The pg_auto_failover Finite State Machine

Introduction

pg_auto_failover uses a state machine for highly controlled execution. As keepers inform the monitor about new events (or fail to contact it at all), the monitor assigns each node both a current state and a goal state. A node’s current state is a strong guarantee of its capabilities. States themselves do not cause any actions; actions happen during state transitions. The assigned goal states inform keepers of what transitions to attempt.

Example of state transitions in a new cluster

A good way to get acquainted with the states is by examining the transitions of a cluster from birth to high availability.

After starting a monitor and running keeper init for the first data node (“node A”), the monitor registers the state of that node as “init” with a goal state of “single.” The init state means the monitor knows nothing about the node other than its existence because the keeper is not yet continuously running there to report node health.

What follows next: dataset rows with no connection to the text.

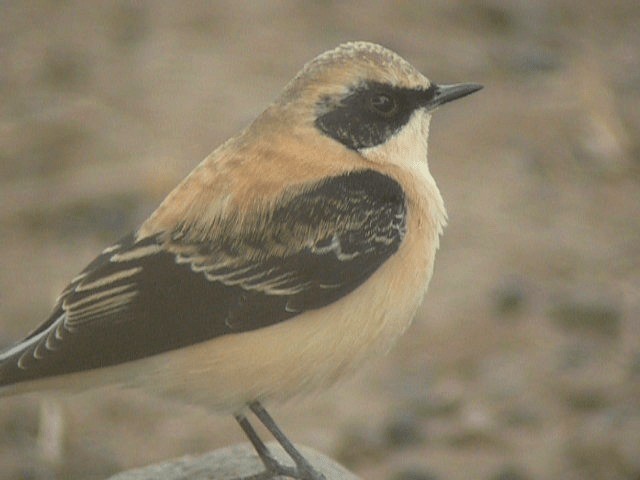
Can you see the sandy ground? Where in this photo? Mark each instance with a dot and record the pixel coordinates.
(524, 362)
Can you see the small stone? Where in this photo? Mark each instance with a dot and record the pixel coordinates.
(510, 472)
(592, 315)
(509, 297)
(444, 398)
(414, 473)
(403, 430)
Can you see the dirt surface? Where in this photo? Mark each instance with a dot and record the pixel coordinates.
(524, 362)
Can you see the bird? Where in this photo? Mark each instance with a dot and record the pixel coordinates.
(293, 254)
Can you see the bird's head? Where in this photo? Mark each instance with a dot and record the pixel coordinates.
(368, 99)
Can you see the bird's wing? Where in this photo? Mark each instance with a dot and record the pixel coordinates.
(145, 296)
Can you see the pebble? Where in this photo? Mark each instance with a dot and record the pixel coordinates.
(509, 297)
(414, 473)
(403, 430)
(588, 314)
(510, 472)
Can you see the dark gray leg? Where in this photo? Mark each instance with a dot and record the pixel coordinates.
(304, 470)
(272, 466)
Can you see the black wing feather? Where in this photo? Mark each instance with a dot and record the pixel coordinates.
(140, 298)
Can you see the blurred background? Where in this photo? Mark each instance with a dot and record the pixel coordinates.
(524, 361)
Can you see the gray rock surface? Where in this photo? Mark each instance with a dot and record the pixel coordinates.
(237, 462)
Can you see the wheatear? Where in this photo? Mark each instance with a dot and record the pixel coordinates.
(289, 256)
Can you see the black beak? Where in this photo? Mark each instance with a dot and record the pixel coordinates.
(446, 93)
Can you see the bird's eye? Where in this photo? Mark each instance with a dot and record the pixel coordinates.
(383, 104)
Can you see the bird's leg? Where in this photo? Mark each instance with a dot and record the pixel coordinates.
(304, 469)
(272, 466)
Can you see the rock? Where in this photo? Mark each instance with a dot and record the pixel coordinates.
(414, 474)
(402, 430)
(237, 462)
(588, 313)
(510, 472)
(509, 296)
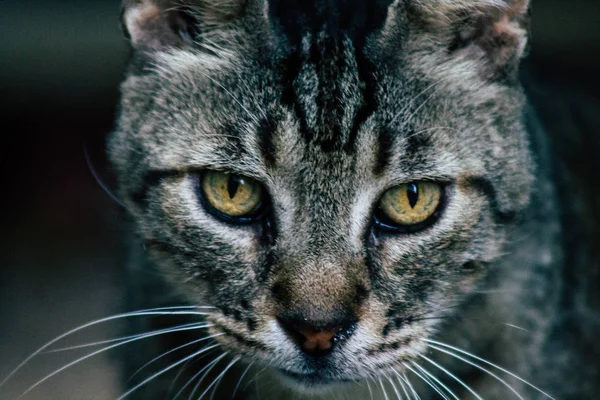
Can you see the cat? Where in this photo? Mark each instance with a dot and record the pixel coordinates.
(342, 199)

Once the keeper runs and reports its health to the monitor, the monitor assigns it the state “single,” meaning it is just an ordinary Postgres server with no failover. Because there are not yet other nodes in the cluster, the monitor also assigns node A the goal state of single – there’s nothing that node A’s keeper needs to change.

As soon as a new node (“node B”) is initialized, the monitor assigns node A the goal state of “wait_primary.” This means the node still has no failover, but there’s hope for a secondary to synchronize with it soon. To accomplish the transition from single to wait_primary, node A’s keeper adds node B’s hostname to pg_hba.conf to allow a hot standby replication connection.

At the same time, node B transitions into wait_standby with the goal initially of staying in wait_standby. It can do nothing but wait until node A gives it access to connect. Once node A has transitioned to wait_primary, the monitor assigns B the goal of “catchingup,” which gives B’s keeper the green light to make the transition from wait_standby to catchingup. This transition involves running pg_basebackup, editing recovery.conf and restarting PostgreSQL in Hot Standby node.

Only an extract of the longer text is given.